Robust Random Cut Forest is a new algorithm for detecting pattern anomalies in real time using both unsupervised learning as well as supervised learning. Know how to detect anomalies real-time in streaming data on the fly.
The key takeaways of the article are:
- Anomalies are data points that do not fit well with the rest of the data
- Anomalies are everywhere, missing them would be dangerous
- Context is important for an anomaly.
- Its relative, what you see as a normal may be an anomaly in a window of events.
- There is no silver bullet to detect and resolve all anomalies.
- Robust Random Cut Forest is a new algorithm for detecting pattern anomalies in real time. Uses both unsupervised learning as well as supervised learning.
- Unsupervised learning defines the normal behaviour and sets the normal parameters and patterns for an algorithm to use that and then detect what is normal and what is not and what is an anomaly.
- Supervised algorithm takes input on what is normal from the Unsupervised algorithm to detect anomalies.
What are anomalies?
These are the normal alerts or basically the notifications which you see in day to day life, like if you enter into a sauna and take a steam bath, when you come out your iPhone will show that it is too hot to handle. It needs some time to cool down before you can use it. In another example, one fine evening that you are going on a date, when you are driving your car with your date and you look at your fuel meter and notice that you made a blunder. Your fuel tank is almost empty. Or in the morning you have a client meeting and it shows that your front tire has low pressure. It happens, even with Instagram, whenever you change your location and go to a new place or a new country, some applications may give you a notification that an unusual login pattern has been determined.

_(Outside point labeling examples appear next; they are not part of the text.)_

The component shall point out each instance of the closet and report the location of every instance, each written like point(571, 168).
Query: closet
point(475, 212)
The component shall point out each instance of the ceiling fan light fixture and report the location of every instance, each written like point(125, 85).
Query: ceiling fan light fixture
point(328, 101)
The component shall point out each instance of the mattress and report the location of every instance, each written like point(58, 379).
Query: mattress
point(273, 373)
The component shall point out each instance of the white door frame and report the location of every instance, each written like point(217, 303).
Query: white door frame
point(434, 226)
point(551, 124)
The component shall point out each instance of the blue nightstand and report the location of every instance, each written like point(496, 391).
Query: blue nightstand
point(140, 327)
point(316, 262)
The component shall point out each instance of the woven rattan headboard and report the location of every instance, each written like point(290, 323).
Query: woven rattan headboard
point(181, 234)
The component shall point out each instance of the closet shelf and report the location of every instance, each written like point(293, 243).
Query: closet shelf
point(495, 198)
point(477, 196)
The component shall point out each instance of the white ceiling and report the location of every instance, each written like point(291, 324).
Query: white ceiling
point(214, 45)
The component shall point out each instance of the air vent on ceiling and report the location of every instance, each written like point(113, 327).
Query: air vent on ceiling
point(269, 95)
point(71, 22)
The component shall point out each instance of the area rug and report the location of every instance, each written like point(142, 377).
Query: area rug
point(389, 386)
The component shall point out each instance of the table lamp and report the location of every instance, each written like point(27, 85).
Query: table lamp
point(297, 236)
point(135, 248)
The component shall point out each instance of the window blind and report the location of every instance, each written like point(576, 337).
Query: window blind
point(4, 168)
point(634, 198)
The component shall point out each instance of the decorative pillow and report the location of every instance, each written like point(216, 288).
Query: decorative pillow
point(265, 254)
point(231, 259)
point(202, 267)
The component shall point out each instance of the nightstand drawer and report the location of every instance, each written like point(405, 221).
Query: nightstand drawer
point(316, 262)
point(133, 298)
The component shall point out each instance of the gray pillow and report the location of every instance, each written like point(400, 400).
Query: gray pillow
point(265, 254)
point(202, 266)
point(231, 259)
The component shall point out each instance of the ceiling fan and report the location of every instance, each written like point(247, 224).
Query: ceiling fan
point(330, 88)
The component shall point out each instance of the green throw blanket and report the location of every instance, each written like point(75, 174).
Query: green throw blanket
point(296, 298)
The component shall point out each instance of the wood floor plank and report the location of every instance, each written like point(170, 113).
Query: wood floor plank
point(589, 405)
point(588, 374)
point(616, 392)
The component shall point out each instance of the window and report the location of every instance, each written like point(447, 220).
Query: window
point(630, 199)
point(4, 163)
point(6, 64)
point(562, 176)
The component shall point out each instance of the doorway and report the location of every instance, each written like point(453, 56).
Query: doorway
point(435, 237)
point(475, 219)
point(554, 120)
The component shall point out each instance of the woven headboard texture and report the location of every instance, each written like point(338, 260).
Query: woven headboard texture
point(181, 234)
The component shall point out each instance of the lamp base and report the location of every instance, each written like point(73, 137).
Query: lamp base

Suddenly you find that you have your credit card in your pocket but you get a notification that you’ve used your credit card in Pittsburgh, and you’re somewhere in Austin on that day. What do all these things have in common? Something is wrong, isn’t it? Something doesn’t fit the pattern. That’s what an anomaly is.
How do you detect anomalies?
There are many ways, but which one is the right one? You’ve got to know what you’re looking for, and what kind of anomaly you’re looking for. How do you pick the right way? Essentially there are three ways to think about an anomaly. A problem in itself, a single point. Unusually high traffic from an IP address could be a single point anomaly. But, what if there was a dip in the amount of traffic on your website, is your website down? You just had a release and suddenly there’s no traffic on your homepage? That could be more contextual. It could be like for example, on a weekday it is normal to have high usage consumption of electricity on your electric meter, but if the consumption spike happens on a weekend that doesn’t sound right does it? So, what makes sense on a weekday doesn’t make sense on a weekend, that is essentially your context, without which you don’t know if it’s real or if it’s an anomaly. Now thinking about that, look at the third kind. Suddenly things happen in a certain way and there’s a flatline in between. That is an anomaly in a particular sequence, it’s not just one particular point but a sequence of things that happens together that determine any event to be anomalous.
Each of these have specific use cases, some of these make sense to look at in a batch of data. You look at these things and identify one-time standard deviation over two-time standard deviation over. How do you define those points of anomaly? Then, you look at how do you do that when you have training data? With training data even if you have it, it’s hard because anomalies aren’t common. So, somebody who is trying to do something mischievous is going to do the same thing again in the same way, so how do you use that data? How do you make sense of it? Now you can use something like a support vector machine or a Regular Random Forest and try to apply that to get a result, but you’ve got to have the right kind of training data or you can never use those things. How do you do that when you have no such data at your disposal?
How about you try to do that in a more unsupervised manner, but the rate at which you can predict that to happen, it depends upon applying several of those models together and essentially getting those learnings. Let’s think about data in another way, about how data’s value is seen over time. I’m actually trying to define data based on their value, how it accumulates or deteriorates over time. Some amount of data on its own, is not very valuable, but as you accumulate that data and identify trends and patterns in that data, you can actually make sense of it.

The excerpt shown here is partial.